Their monthly competition sites get fairly busy but they have 2 annual competition sites which are like trying to navigate black Friday on a dial up modem. This year I was tasked with scaling the servers up so that we could sail through the peak load times.
We stuck with a relatively simple setup as the scale was only in the order of a few thousand requests per second at peak times. Had it been hundreds of thousands of requests over sustained periods we would certainly have added in load balancers at the very least, but given that our load was not that huge, but big enough to break a small server we kept it nice and simple.
The website’s all run WordPress. It was hosted on a managed server by a very reputable company, but I don’t like managed servers because it takes control away and when things do break I have to go begging at the hosting company to make changes they don’t want to make because it breaks their automation.
So we got two self managed dedicated servers. Each with 64Gb Ram and SSD. The “larger” server uses NvME so disk I/O is blazingly fast.
Web Hosting Server
The larger server (I only call it larger because of the NvME, but its pretty much identical in all other respects) is used as the web hosting server and the second server is used as a dedicated MySQL server.
On our web hosting server I installed Nginx and PHP 7.0. I made a few optimisations to PHP and Linux based on a book I had bought called Scaling PHP book.
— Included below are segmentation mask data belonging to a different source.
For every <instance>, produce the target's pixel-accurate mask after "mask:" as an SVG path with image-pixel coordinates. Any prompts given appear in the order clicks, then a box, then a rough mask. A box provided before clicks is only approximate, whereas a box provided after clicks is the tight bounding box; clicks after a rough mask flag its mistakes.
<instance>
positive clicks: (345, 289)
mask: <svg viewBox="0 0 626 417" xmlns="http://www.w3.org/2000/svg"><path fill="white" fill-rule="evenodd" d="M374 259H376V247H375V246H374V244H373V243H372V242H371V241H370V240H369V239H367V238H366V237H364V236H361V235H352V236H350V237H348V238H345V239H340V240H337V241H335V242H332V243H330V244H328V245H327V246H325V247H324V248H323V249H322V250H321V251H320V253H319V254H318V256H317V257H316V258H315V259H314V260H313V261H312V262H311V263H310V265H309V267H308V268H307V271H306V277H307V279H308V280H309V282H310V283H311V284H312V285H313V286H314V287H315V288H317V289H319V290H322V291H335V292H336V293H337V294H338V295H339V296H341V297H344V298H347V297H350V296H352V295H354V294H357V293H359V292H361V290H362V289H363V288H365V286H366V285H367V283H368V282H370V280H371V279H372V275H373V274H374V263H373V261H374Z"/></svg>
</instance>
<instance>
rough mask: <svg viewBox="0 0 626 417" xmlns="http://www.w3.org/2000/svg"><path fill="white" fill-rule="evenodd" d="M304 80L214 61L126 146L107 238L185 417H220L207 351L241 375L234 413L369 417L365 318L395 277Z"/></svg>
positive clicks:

In WordPress we installed the w3 total cache plugin. This plugin works amazingly well with Nginx because it comes with an Nginx config file so that any cached files it creates are served from nginx directly. No invoking PHP, MySQL or WordPress. Given our NvME SSD’s and Nginx, this make serving our site super quick!
The one issue I had with w3 total cache is that purging the cache didn’t seem to remove the cache files. This is a problem because nginx will serve the files if they exist. My work around was a fairly simple bash script which ran every 10 minutes and deleted the entire cache directory. I know that sounds a bit harsh, but there are things that make it ok (at least in my mind):
- We also use Cloudflare in front of this so that cache is still kept in place there and
- The bash script checks server load. If the load is above some threshold then it skips deleting the local cache, so during periods of high load the cache lives for longer.
We also had an issue that certain pages needed to be fairly fresh (eg, entry pages where a vote count might change often). We couldn’t set up Cloudflare’s page rules for all the different categories so we rather opted to set Cloudflare to obey our cache-control headers and I then coded up a filter in WordPress to send the correct cache control timeout values. This script also checks the server load so during periods of high load it automatically gets cloudflare to cache the content for a little bit longer.
Our MySQL server also got its own 64Gb Ram, SSD server. This server is optimised to handle MySQL and as that’s its only task, and combined with w3 total cache and cloudflare on the front end it did amazingly well.
As I’ve mentioned, cloudflare sits right in the front and handles a lot of the traffic. Because I’ve scripted our application to send timeouts based on server load we manage to keep our pages fresh, but balance freshness against up time during peak load times.
Cloudflare is great for caching but also for giving edge locations closer to our users than our data centre.
The result was that during certain peaks the server load peaked at about 1.8. That’s really high but it should also be noted that that was in the beginning where we were still making adjustments and having to clear caches a bit more than we would have liked. In spite of the load the site kept working well and remained fast throughout, so all round we had smiles on our faces!
If we found we were hitting breaking points it would have been really simple to set up a few web servers on AWS with a couple of HAProxy load balancers. Our load balancers would point to our servers and cloudflare would point to our load balancers.
If we really felt like the database was the bottle neck (which it usually is) we could have set up load balanced mysql servers with HAProxy too. This is something I’m sure we’ll need to revisit as the site grows its user base.